The art of woodturning is of uncertain origin, though it is believed to have originated with the Egyptians. In Rossellini’s work on Egypt he depicts a drill and drill bow. The drill itself appeared to be a piece of turned wood and the drill bow provided reciprocal motion in a manner similar to a method used in early lathes. To rotate the piece of wood, the bowstring was wrapped around the piece of wood and then the bow was sawed back and forth.

The lathe, the main tool used in woodturning, is believed to have been developed from the desire of man to model objects found in nature. Early lathes were made of wood and were operated by a bow or spring and treadle, but eventually woodturners adopted the wheel to supply continuous, rotary motion to the lathe.

At first, the wheel was turned by hand, but over time kick wheels, similar to those used by potters, became common. The addition of a kick wheel allowed the woodturner to work almost without help and supplied enough power to the lathe to turn most work. In Europe, a treadle was attached to the lathe to make the work of turning the wheel easier. The treadle reduced the range of motion required by the woodturner and allowed him to sit more comfortably to do delicate finishing work.

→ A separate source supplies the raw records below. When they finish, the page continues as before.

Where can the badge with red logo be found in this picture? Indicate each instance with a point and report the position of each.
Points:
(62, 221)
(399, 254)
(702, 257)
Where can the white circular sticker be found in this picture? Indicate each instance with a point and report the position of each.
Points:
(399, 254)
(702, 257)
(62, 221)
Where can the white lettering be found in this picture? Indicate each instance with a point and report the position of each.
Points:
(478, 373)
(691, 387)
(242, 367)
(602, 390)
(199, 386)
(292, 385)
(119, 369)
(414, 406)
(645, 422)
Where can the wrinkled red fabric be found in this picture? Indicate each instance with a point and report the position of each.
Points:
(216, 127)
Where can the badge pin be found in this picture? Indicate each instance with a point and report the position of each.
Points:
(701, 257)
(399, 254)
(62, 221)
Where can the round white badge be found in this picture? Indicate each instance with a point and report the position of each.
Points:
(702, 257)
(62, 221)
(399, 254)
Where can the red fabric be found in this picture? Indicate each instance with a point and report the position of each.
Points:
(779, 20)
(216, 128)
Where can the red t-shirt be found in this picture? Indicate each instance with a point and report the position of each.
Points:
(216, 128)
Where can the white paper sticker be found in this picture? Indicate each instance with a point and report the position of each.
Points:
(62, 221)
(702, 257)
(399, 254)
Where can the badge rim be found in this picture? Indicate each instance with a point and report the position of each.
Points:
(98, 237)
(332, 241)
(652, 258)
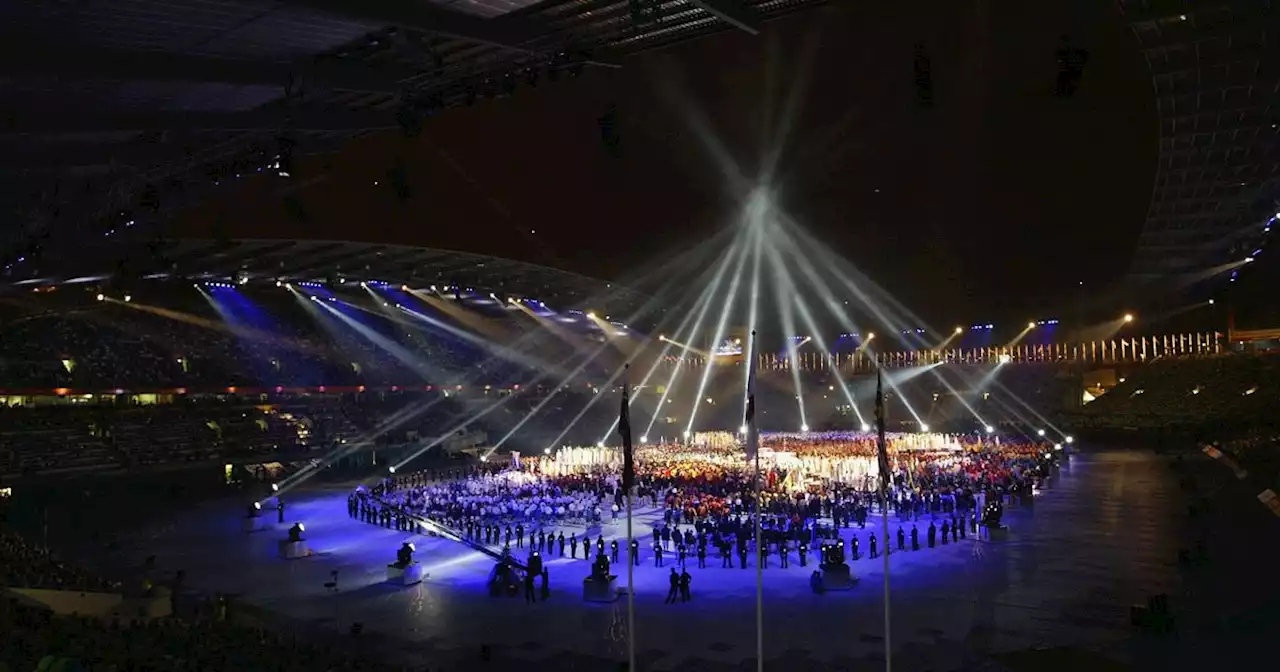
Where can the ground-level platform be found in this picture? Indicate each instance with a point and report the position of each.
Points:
(1104, 535)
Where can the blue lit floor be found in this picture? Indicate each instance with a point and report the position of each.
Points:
(1104, 535)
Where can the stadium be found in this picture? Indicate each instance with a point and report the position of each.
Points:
(325, 337)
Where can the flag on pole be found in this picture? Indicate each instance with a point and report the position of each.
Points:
(629, 467)
(880, 429)
(753, 437)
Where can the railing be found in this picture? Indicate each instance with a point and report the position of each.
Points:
(1134, 350)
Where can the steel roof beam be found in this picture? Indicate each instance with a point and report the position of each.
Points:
(69, 63)
(731, 12)
(263, 119)
(506, 32)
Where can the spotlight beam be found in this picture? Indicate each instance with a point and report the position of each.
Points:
(807, 316)
(782, 282)
(721, 327)
(698, 324)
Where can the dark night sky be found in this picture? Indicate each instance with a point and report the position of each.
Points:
(990, 206)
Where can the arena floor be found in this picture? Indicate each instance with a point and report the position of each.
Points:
(1101, 536)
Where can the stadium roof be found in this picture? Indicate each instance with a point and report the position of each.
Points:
(1217, 94)
(123, 105)
(124, 265)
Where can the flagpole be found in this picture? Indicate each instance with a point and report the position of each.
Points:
(753, 439)
(629, 485)
(631, 594)
(885, 479)
(759, 571)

The woodturner not only used a lathe, but also many hand-held tools. These included planes, end shaves, and wooden hammers. These tools were used for other work done by the woodturner including such things as chairs, cabinets, utensils, and children’s toys. 
It takes a long time to make some of the wooden items, because everything is done by hand. A chair, for example, may take anywhere from 18 to 50 hours depending on the size and complexity of the chair. A child’s chair takes about 18 hours, while an adult sized chair with arms takes about 50 hours. Spoons and other small items take much less time.

Different wood is used for different types of work. For example, in the making of a chair, three types of wood are used: White Pine, Oak, and Ash. White Pine, a softwood, is used for the chair’s seat because it is soft and is more comfortable to sit on than a hardwood seat. Oak is used for the spindles and legs of the chair because it is strong. Ash is used for the back of the chair because it is well suited to being moulded.

The woodturner at Sherbrooke Village uses a treadle lathe as well as other small workshop tools to make wooden work for the Restoration and for sale. Rolling pins, chairs, yo-yos, spin tops, and wooden spoons are among the things that the woodturner makes. Visitors are welcome to come watch the woodturner work in our traditional 1860s shop, and they may also purchase items made by the woodturner from the Company Store.